# Download data from Kaggle


In [0]:
import os
os.environ['KAGGLE_USERNAME'] = "xxxxx" # username from the json file
os.environ['KAGGLE_KEY'] = "xxxxxxxxxxxxx" # key from the json file
!kaggle competitions download -c fake-news

In [0]:
import zipfile

with zipfile.ZipFile('test.csv.zip', 'r') as zip_ref:
    zip_ref.extractall('')

with zipfile.ZipFile('train.csv.zip', 'r') as zip_ref:
    zip_ref.extractall('')

In [0]:
import pandas as pd

test_df = pd.read_csv('test.csv')
train_df = pd.read_csv('train.csv') 
submit_df = pd.read_csv('submit.csv') 
test_df['label'] = submit_df['label']

print("Rows in test: %s " % len(test_df))
print("Rows in train: %s " % len(train_df))

In [0]:
train_df.head(5)

# Imports

In [0]:
import torch
import torch.nn as nn
import math
import random
import string
import time
import matplotlib.pyplot as plt

%matplotlib inline

# Preparing Data

In [0]:
# Generate a list of tuples (title, label) for each data row
def read_data(dataframe):
    df = dataframe[['title', 'label']]
    df = df.dropna(subset=['title', 'label'])
    return [tuple(x) for x in df.to_numpy()]

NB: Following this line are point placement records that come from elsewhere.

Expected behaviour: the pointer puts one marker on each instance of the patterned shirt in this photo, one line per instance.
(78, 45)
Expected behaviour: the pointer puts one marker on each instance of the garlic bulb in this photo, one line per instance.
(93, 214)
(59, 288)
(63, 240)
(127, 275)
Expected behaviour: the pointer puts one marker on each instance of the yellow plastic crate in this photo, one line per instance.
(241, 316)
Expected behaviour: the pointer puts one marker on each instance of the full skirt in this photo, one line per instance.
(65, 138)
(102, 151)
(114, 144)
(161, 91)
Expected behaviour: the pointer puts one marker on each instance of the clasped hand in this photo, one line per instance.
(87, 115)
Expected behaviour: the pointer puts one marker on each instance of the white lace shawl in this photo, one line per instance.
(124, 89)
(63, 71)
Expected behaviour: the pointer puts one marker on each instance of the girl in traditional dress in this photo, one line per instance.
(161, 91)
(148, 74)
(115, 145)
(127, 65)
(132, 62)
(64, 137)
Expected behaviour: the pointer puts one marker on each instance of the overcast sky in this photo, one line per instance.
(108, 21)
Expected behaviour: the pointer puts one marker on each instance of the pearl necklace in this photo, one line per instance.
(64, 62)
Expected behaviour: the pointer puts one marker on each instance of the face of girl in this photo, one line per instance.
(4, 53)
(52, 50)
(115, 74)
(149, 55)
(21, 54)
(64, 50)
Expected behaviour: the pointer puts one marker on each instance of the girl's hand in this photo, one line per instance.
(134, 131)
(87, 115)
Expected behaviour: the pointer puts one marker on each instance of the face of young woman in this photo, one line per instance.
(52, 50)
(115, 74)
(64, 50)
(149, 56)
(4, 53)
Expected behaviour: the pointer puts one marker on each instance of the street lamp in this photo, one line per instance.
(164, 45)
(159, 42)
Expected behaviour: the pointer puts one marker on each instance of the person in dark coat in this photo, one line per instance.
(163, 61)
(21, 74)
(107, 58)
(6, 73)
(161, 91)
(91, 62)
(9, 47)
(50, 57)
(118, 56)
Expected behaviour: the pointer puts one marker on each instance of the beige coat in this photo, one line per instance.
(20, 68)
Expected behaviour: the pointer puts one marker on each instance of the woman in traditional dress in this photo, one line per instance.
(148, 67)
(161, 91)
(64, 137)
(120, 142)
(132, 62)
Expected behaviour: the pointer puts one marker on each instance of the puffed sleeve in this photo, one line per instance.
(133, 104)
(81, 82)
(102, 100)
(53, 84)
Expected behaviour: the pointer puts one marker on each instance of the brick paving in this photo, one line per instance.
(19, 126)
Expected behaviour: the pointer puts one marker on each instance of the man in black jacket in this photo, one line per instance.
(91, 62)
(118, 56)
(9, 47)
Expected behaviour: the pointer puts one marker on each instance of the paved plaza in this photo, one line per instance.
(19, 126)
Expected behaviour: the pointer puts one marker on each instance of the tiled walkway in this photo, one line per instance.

def random_training_pair(pairs):
    rand_index = random.randint(0, len(pairs) - 1)
    return pairs[rand_index]

# Establish Tensors

In [0]:
all_characters = string.printable
n_characters = len(all_characters)

In [0]:
# Turns line into <line_length x 1 x n_letters> tensor
def line_to_tensor(line):
    tensor = torch.zeros(len(line), 1, n_characters)
    for li, letter in enumerate(line):
        tensor[li][0][all_characters.find(letter)] = 1
    return tensor


# Turns label into <1 x 1> tensor
def label_to_tensor(label):
    return torch.tensor([label], dtype=torch.long)

# Create Network

In [0]:
class RNNClassify(nn.Module):
    def __init__(self, input_size, hidden_size, output_size):
        super(RNNClassify, self).__init__()

        self.hidden_size = hidden_size
        
        # Initialize linear and softmax layers
        self.i2h = nn.Linear(input_size + hidden_size, hidden_size)
        self.i2o = nn.Linear(input_size + hidden_size, output_size)
        self.softmax = nn.LogSoftmax(dim=1)

    def forward(self, input, hidden=None):
        # Concatenate input tensor and hidden state
        combined = torch.cat((input, hidden), 1)

        hidden = self.i2h(combined)
        output = self.i2o(combined)
        output = self.softmax(output)
        return output, hidden

    def init_hidden(self):
        return torch.zeros(1, self.hidden_size)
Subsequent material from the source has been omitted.